Without a word they disembarked and went down into the water that is not supposed to be in the desert and Philip baptized the Ethiopian eunuch, treasurer of the Queen, now follower of Jesus.
I have to tell you what happened in the last few weeks. You have to know that this text from Acts was set for this week some years ago. I started following this sequence of scriptures that we call the narrative lectionary two years ago. During a Wednesday Night Worship a few weeks ago two teen-aged brothers, grandsons of people who worship on Wednesday, asked about being baptized. We agreed to meet and talk about it. So we did. They decided that they would like to be baptized last Wednesday when they could have family and friends present. They didn't know that the text would be about baptism. But that was the day they chose because it could be done then. So last Wednesday I baptized two young men 8th and 9th grades and I talked about this text where an Ethiopian gets baptized. Coincidence? I think not.
Faith in Jesus calls for a response. The soul wants to be forever joined with its Savior. In Baptism Jesus makes a permanent claim on the life of one who is baptized.
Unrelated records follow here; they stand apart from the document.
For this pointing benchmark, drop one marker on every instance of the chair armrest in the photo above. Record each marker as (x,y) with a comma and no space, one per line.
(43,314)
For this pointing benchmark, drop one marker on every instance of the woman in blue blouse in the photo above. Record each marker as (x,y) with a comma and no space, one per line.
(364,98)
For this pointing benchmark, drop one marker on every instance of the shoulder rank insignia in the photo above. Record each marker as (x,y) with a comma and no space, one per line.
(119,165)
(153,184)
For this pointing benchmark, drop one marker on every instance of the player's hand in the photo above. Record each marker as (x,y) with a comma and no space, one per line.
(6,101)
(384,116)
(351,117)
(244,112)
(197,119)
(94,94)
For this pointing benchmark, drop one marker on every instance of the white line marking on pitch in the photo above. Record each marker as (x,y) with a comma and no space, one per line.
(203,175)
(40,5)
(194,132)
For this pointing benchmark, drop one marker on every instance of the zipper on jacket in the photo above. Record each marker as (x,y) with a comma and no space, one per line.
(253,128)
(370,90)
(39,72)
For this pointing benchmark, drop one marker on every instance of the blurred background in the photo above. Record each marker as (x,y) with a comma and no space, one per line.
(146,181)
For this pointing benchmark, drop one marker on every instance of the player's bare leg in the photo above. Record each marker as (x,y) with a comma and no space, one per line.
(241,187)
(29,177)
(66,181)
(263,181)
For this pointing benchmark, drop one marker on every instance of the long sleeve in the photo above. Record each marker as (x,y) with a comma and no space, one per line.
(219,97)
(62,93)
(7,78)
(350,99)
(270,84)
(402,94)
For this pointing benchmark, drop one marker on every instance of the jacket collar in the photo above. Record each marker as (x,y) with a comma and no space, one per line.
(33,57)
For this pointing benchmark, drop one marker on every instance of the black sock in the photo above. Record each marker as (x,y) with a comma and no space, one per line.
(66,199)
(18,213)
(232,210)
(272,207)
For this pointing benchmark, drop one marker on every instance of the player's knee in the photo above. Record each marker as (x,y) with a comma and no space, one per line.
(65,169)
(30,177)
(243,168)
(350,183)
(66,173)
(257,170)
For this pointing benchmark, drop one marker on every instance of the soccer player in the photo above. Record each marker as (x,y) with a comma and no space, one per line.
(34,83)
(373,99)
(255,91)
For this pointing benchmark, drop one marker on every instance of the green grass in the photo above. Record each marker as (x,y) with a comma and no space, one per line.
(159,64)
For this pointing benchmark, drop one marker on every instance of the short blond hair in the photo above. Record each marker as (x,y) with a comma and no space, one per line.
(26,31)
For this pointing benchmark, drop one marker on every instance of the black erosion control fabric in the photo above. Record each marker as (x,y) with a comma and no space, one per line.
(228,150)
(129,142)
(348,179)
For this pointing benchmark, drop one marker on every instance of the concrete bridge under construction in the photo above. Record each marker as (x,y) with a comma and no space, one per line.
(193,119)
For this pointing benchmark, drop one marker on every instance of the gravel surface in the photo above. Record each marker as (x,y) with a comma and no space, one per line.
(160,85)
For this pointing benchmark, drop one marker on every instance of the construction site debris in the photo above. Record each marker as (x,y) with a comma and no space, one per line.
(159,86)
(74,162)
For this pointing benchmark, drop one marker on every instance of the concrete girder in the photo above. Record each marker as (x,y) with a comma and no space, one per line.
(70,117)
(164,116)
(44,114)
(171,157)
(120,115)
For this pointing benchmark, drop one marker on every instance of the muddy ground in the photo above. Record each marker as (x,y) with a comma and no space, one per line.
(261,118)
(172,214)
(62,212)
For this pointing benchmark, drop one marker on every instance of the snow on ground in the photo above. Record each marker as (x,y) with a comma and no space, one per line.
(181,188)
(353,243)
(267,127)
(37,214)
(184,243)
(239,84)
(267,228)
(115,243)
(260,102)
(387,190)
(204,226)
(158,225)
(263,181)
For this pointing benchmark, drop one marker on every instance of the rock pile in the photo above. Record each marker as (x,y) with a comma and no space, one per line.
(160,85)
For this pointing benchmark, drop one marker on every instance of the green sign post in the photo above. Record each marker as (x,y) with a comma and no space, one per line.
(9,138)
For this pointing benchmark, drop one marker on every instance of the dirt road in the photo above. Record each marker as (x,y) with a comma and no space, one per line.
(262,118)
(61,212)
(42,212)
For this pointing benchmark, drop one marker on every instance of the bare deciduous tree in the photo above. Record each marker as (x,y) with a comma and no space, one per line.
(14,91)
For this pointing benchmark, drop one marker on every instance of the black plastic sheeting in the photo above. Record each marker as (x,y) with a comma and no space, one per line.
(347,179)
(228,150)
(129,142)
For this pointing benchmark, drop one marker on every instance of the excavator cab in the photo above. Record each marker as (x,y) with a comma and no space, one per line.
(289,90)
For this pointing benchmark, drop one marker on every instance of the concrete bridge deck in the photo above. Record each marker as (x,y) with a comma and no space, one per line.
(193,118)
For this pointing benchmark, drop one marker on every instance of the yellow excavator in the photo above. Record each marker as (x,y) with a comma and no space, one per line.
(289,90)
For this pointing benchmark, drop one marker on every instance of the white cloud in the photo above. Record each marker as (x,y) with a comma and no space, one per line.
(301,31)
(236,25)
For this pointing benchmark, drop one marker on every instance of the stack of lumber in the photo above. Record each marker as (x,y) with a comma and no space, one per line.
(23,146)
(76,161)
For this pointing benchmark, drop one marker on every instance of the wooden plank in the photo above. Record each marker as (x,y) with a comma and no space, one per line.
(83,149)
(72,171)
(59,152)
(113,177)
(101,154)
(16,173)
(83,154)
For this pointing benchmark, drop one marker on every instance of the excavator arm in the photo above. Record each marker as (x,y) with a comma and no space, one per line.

They are united with Christ. They can call him and each other Brother. Christ died, so will we, but also just as Christ rose from the dead, so will we. That is his promise. He has gone to prepare a place for us. We will live with him in paradise forever. Heaven rejoices.
The Spirit moves in mysterious and wonderful ways. The Ethiopian went back to Ethiopia and told others about Jesus. The Ethiopian Christians of today trace their faith ancestry back to this unnamed but faith-filled treasurer to the Queen who read scripture, heard the narrative of Jesus and was baptized. Christians have been in Ethiopia for 2,000 years. Longer than anyplace but the Middle East itself.
How did it happen? Philip was obedient to the angel of God and to the Holy Spirit. He lived his faith as evidenced by his calling to be a deacon, a table server of Greek widows. But he also spoke the words of faith. You may have heard the saying "Preach the Gospel, Use Words if necessary." It sounds good. It encourages us to live our faith. But if Philip had not spoken the Gospel he would have failed the Ethiopian and the Spirit's leading. We are called to both live the Gospel and to speak the Gospel. Speak using normal words in normal situations. Faith comes by hearing not by doing, even though doing is important. Doing indicates the presence of faith but the faith is communicated through words. You can do all of the right and good things but those things cannot communicate the love of God in Christ Jesus. It cannot communicate Jesus' life, death and resurrection. Only speaking can communicate why you do good and right things.
Words are important. Let us not think otherwise. Spoken words brought faith to the Ethiopian. They brought faith to two young men on an otherwise unremarkable Wednesday night. Spoken words sustain our faith each time we hear them. The Holy Spirit works through the scriptural words of faith, words that point to the saving grace of Jesus Christ.
The Holy Spirit puts each one of us on the spiritual road again, day after day, making us ready to speak his words, preparing hearts to hear his words. On the road again. Just can't wait to get on the road again. The life I love is speaking Jesus to my friends. I hope it’s the life you love too. Amen.